Dr. Jennifer Lewis
Office: CHE 202
Dr. Jennifer Lewis is a professor in the Department of Chemistry at the University of South Florida. Her area of specialization within chemistry is educational research. Current research projects involve the assessment of student learning and attitudes, the evaluation of a doctoral program, and analysis of student participation patterns in small learning groups.
B.S., North Dakota State University
Ph.D., Pennsylvania State University
With a national imperative to improve student learning in the STEM (science, technology, engineering and mathematics) disciplines, chemistry has been a center of educational research and curriculum development activity. Research in the Lewis group focuses on current trends in the teaching and learning of chemistry at the undergraduate level.
WHO CAN MAKE IT HAPPEN? THE ADOPTION AND IMPLEMENTATION OF REFORMS
Research from the Lewis group on national curriculum dissemination efforts has estimated adoption figures, reported on barriers to adoption, and discussed faculty perceptions of reform at the national level. Exploring faculty attitudes toward reform reveals deep-seated beliefs regarding the teaching and learning of chemistry. Creating strategies for conceptual change will continue to be an integral part of national efforts to promote successful adoption of new curricula for undergraduate chemistry, and the Lewis group is currently working in collaboration with other researchers to create mechanisms for technology-mediated dissemination of assessment data to drive conceptual change. Locally, the Lewis group has spearheaded adoption and implementation of Peer-Led Guided Inquiry (PLGI) and the Science Writing Heuristic (avogadro.chem.iastate.edu/SWH/). PLGI, which was developed by the Lewis group, has roots in Peer-Led Team Learning (www.pltl.org) and Process-Oriented Guided Inquiry Learning (www.pogil.org).

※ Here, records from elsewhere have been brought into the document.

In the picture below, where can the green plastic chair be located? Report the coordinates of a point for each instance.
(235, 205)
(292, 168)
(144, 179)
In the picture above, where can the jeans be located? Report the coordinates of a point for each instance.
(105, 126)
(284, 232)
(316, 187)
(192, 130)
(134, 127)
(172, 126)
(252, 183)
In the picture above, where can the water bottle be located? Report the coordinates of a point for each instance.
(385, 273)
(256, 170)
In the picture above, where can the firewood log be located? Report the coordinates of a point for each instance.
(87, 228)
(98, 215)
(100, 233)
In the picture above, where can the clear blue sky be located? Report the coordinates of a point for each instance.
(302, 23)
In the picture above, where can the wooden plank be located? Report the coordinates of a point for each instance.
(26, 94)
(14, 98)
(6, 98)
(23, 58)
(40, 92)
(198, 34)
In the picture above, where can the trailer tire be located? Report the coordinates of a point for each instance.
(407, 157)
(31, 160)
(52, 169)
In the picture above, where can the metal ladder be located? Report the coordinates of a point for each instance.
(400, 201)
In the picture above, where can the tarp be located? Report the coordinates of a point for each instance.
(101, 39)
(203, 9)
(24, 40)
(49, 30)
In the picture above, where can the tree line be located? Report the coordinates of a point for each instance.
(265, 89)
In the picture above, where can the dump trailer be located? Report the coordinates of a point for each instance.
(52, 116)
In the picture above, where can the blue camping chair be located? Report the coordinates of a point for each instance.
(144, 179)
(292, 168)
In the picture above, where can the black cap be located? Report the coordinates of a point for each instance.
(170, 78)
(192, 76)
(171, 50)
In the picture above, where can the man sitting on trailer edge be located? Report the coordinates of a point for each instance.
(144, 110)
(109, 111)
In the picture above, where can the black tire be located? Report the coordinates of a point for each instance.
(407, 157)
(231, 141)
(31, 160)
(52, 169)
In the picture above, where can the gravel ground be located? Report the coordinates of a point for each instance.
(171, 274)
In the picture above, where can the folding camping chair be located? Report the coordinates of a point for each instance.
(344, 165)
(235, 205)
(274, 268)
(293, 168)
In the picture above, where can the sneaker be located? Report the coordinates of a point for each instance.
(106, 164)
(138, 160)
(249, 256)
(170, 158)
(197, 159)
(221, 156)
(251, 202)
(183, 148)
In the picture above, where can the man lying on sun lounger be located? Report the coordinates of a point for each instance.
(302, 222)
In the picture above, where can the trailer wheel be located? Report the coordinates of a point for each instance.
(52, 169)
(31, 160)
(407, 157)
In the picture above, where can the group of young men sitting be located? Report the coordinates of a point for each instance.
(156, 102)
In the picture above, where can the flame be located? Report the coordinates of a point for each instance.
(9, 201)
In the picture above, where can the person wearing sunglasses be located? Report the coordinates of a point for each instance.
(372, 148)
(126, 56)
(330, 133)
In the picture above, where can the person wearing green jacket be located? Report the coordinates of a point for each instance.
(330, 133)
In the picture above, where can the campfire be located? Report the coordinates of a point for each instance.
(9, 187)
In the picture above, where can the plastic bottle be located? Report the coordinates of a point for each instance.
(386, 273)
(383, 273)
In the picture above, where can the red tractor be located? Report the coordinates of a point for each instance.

YES, BUT DID IT WORK? THE SEARCH FOR EFFECTIVENESS
The Lewis group continues to be active in the determination of whether curricular changes can be associated with positive student outcomes. At the national level, members of the Lewis group have the opportunity to gather data on student learning outcomes in conjunction with large curriculum development projects for a variety of courses, from those for non-science majors all the way to upper-division biochemistry. Locally, results for PLGI, which replaces one lecture per week with a guided inquiry cooperative-learning activity, warranted the expansion of this program, now a regular part of first semester general chemistry at USF. Nationally, the Lewis group has been recognized for its evaluation of PLGI, termed "a promising practice worthy of additional exploration" by the Academic Competitiveness Council. (U.S. Department of Education, Report of the Academic Competitiveness Council, Washington, D.C., 2007) Research on PLGI and other curricular innovations currently implemented at USF is ongoing.
EQUITY: FOR WHOM DID IT WORK? VALUING MULTIPLE PERSPECTIVES
A third major focus area for research in the Lewis group has been at-risk populations, particularly those students who find themselves floundering in general chemistry and therefore potentially barred from continuing in science-related careers. This research also incorporates efforts to understand attitudes toward chemistry and to improve overall achievement for women and under-represented minorities in the sciences.